Scientists find a key pathway for ageing
Washington: Scientists have discovered a molecular pathway that plays a determinant role in the process of ageing, a finding they say could lead to new drugs to treat ageing-related diseases.
Past studies have suggested that low-calorie diets can help slow the process of ageing and improve health in old age. But how it works has so far been a mystery.
Now, a team from the University of Wisconsin-Madison in the US found a molecular pathway which is a key determinant of the ageing process.
The finding, appeared online in the journal Cell, not only helps explain the cascade of events that contributes to ageing, but also provides a rational basis for devising interventions, drugs that may retard ageing and contribute to better health in old age, said the researchers.
"We`re getting closer and closer to a good understanding of how caloric restriction works," said senior author of the study Tomas A Prolla, a UW-Madison professor of genetics.
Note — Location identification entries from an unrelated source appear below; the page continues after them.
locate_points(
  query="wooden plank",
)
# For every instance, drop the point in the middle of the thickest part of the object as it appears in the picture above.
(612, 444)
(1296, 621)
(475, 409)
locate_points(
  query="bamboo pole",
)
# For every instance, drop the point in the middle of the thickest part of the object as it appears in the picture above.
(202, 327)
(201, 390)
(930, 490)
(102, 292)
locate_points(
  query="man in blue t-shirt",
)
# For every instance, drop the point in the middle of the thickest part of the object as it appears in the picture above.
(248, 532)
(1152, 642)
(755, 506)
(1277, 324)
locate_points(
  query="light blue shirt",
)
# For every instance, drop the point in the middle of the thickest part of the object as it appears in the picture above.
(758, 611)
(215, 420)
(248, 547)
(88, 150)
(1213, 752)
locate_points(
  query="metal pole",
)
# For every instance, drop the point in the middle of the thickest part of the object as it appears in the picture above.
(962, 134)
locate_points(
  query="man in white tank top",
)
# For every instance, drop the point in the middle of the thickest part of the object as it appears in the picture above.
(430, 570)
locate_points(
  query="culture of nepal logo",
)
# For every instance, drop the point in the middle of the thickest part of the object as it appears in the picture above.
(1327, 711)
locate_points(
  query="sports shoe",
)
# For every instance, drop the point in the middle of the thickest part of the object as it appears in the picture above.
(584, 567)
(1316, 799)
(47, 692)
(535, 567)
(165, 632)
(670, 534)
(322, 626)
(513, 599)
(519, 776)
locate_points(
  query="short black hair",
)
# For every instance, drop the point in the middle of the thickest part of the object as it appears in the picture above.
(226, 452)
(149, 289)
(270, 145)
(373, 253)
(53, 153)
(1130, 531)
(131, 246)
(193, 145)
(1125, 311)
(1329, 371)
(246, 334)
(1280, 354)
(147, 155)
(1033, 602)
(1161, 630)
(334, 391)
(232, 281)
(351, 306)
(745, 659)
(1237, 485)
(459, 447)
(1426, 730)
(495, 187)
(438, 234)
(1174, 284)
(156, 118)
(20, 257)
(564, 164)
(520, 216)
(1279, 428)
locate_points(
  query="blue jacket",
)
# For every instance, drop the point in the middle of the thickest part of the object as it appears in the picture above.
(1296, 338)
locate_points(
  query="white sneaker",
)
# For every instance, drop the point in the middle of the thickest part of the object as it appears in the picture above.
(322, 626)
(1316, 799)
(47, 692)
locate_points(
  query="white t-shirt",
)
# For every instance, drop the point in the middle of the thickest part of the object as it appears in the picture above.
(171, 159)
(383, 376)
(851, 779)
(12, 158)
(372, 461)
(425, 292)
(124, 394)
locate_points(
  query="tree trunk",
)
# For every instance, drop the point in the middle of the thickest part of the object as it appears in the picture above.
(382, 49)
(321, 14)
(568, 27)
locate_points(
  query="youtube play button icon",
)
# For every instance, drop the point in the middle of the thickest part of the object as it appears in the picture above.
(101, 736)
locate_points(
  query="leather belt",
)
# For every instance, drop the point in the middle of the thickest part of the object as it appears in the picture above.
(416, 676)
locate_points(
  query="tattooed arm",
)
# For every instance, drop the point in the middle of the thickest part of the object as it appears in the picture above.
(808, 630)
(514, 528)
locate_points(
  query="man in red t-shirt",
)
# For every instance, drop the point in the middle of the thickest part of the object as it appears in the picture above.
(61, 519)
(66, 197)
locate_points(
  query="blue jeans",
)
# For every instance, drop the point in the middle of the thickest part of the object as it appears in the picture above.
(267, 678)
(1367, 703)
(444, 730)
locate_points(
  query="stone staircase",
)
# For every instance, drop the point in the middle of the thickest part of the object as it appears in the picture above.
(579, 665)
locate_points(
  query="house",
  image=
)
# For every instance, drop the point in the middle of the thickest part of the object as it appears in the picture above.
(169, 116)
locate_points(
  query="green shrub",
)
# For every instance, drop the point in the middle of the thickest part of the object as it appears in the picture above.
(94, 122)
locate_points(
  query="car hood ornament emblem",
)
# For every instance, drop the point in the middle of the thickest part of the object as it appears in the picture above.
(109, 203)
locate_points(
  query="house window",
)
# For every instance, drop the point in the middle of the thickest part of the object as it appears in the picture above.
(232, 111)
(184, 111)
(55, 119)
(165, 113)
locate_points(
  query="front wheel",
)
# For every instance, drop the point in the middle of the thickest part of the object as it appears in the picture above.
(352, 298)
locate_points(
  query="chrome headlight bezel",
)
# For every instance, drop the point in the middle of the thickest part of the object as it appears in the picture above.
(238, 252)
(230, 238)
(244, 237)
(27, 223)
"This study is the first direct proof for a mechanism underlying the anti-ageing effects we observe under caloric restriction."
The new study focuses on an enzyme called Sirt3 – one of a family of enzymes known as sirtuins, which have been implicated in previous studies in the ageing process, gene transcription, programmed cell death and stress resistance under reduced calorie conditions.
In mammals, including humans, there are seven sirtuins that seem to have wide-ranging influence on cell fate and physiology.
Sirt3 has been less studied than other members of the sirtuin family, but the new study provides "the first clear evidence that sirtuins have anti-ageing effects in mammals," said study researcher John M Denu of UW-Madison`s Wisconsin Institute for Discovery.
The Sirt3 enzyme, Denu explained, acts on mitochondria -- structures inside cells that produce energy and that are the sources of highly reactive forms of oxygen known as free radicals, which damage cells and promote the effects of ageing.
Under reduced-calorie conditions, levels of Sirt3 amp up, altering metabolism and resulting in fewer free radicals produced by mitochondria.